Intel´s Arduino compatible Galileo

Just saw this on the news:

I am interested on the opinions of you guys as to what could this more powerful board could achieve in the Electronic Music Instrument space?

Same as raspberry pi: not much besides cool one-off projects.

What made the arduino so successful was that it was easy to transplant its ‘guts’ on your own board. It’s not happening here, so if someone ever designs a cool synth around this, they’ll have to buy a truckload of these at $60 and stuff them inside my box! All the ‘copies’ or ‘upgrades’ of the arduino are totally missing this ‘prototyping platform’ angle and it’s a big pain in the ass to reproduce at a scale of more than 10-20 units whatever you have built with them.

I assume things will be like on the rpi: audio/MIDI performances on par with a desktop computer when addressing an external USB interface, and things getting a bit slow and crippled when using I/O pins directly.

I think its a common misconception that more computing power leads automatically to better products :wink:

More computing power gets largely sucked into running more complicated OSes with more layers of abstraction to make things even easier for beginners and more importantly to support high-level devices like USB (in host mode) and network interfaces - and in the end this replicates all the things that suck with smartphones, tablets or desktop computers. Would love to have something that powerful that runs a bare-bone RTOS instead, without all the “internet of things” junk.

I figured as much.

I think that what they are really trying to acheive is aim for the “end-user tinkerer” and not to generate a development community that adopts a standard.

This makes developing products based on a given new platform more difficult like Pichenettes is saying.

I would love to have a new Arduino platform developed with these “transplant” and “light OS” ideas with the pro hardware developers in mind.

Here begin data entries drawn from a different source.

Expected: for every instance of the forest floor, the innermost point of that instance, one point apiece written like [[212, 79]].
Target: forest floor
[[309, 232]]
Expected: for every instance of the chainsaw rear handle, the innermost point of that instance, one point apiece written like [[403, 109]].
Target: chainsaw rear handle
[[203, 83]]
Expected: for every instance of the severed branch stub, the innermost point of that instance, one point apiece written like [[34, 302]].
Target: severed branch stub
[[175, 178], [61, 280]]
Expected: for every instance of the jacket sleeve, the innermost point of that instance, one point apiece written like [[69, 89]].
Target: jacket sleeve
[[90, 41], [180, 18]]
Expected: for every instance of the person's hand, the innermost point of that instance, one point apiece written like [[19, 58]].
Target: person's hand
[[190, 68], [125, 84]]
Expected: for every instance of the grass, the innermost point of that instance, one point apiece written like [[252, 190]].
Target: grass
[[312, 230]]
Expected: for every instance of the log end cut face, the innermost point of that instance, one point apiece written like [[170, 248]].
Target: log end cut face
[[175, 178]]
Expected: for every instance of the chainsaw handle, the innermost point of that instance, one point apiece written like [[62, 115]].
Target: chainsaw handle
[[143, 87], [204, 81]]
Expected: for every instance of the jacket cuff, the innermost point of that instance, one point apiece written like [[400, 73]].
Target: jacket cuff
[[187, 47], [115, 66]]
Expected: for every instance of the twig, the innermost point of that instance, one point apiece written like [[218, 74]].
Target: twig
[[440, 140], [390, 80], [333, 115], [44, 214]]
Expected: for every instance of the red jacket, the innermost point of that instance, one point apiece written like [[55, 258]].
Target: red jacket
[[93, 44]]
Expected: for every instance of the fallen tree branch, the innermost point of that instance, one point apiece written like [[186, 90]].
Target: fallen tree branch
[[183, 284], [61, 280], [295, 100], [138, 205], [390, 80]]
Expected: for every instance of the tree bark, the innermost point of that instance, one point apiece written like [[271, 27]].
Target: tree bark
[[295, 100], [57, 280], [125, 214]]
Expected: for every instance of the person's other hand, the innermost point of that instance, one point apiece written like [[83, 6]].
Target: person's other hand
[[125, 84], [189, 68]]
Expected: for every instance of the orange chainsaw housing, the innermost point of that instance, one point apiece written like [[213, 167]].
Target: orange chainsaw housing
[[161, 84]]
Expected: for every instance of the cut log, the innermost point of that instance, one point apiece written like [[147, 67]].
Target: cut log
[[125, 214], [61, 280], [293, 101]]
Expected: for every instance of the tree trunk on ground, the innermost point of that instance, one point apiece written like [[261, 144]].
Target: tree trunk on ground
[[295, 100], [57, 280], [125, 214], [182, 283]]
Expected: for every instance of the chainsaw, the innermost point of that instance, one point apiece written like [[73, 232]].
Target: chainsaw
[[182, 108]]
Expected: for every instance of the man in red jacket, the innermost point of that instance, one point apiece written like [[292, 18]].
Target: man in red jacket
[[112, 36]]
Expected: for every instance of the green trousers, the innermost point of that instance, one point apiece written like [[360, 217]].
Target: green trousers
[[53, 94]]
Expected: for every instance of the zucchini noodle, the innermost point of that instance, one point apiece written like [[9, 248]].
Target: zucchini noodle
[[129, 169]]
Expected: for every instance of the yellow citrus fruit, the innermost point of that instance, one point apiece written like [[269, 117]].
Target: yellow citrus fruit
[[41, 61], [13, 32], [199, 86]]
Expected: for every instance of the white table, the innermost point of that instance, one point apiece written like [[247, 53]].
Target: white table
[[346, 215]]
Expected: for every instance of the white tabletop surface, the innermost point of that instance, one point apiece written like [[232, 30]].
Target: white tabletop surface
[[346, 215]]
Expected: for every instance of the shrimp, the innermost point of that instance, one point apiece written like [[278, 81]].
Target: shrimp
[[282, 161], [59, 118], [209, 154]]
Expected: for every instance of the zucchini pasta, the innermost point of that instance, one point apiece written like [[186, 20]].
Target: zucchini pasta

I agree with fcd72´s concept, although I have to say that I would love to have a more powerful platform for talented people like you to develop even more amazing and capable/creative stuff.

More computing power does not lead automatically to better products, but it enables their possible existence!

Sorry, I quite don’t understand the point with arduino. Is it slower than microcontrollers without it? How much slower?
And for projects: Couldn’t I use the arduino boards for prototyping and then copy the parts and include them on the pcb (like e.g. groovesizer is doing it)? Where is the problem?
I’m just asking, because i currently also work on a arduino based drum controller. It’s also my first time ever with hardware, so arduino makes many things much easier.

Agree with @pichenettes. One new thing that does interest me is the Espruino because 1. it comes with a lot of soldering pads on the pcb and 2. because it has an interactive JS console which seems really nice for interactive prototyping.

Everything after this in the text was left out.